Navalny’s poisoning became evident on a domestic flight to Moscow, a risky position for anybody, given that medical assistance could not be supplied until an emergency landing in Omsk. Under intense international pressure, Navalny was then taken to Berlin, Germany, for treatment.

Navalny was arrested immediately upon his return to Russia, and was moved from one prison to another, to end up in the IK-6 Federal Penitentiary Colony in the village of Melekhovo, known as the country’s scariest jail. He has been imprisoned for more than 580 days.

The EU, according to Borrell, holds “the Russian authorities responsible for Navalny’s safety and health in the strict regime colony.”

In an attempt to silence the incarcerated opposition leader and his followers, Russian authorities declared his Anti-Corruption Foundation and its regional offices as “foreign agents” and an “extremist group”.

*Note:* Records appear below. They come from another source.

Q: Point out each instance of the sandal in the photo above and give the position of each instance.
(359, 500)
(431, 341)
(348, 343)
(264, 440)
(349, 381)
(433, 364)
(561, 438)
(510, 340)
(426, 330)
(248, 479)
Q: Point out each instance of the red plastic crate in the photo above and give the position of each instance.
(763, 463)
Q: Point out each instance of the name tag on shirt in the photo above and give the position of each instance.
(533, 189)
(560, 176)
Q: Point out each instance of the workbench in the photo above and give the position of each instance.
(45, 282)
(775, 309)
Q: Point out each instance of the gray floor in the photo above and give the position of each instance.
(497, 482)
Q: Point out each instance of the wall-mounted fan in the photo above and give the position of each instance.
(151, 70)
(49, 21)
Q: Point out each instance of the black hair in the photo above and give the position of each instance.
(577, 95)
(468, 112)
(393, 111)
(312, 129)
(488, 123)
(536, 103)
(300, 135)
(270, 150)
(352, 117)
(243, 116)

“We deplore the outlawing of Navalny’s organization and his regional offices as so-called “extremist groups”, as well as continuous persecution and imprisonment of Navalny and his team members,” said Joseph Borrell.

He stressed that the EU regrets seeing Russia’s unjustifiable, unprovoked, and unlawful war on Ukraine, which has further exacerbated the country’s domestic repression and systematic crackdowns on the Kremlin’s loudest critics and civil society as a whole.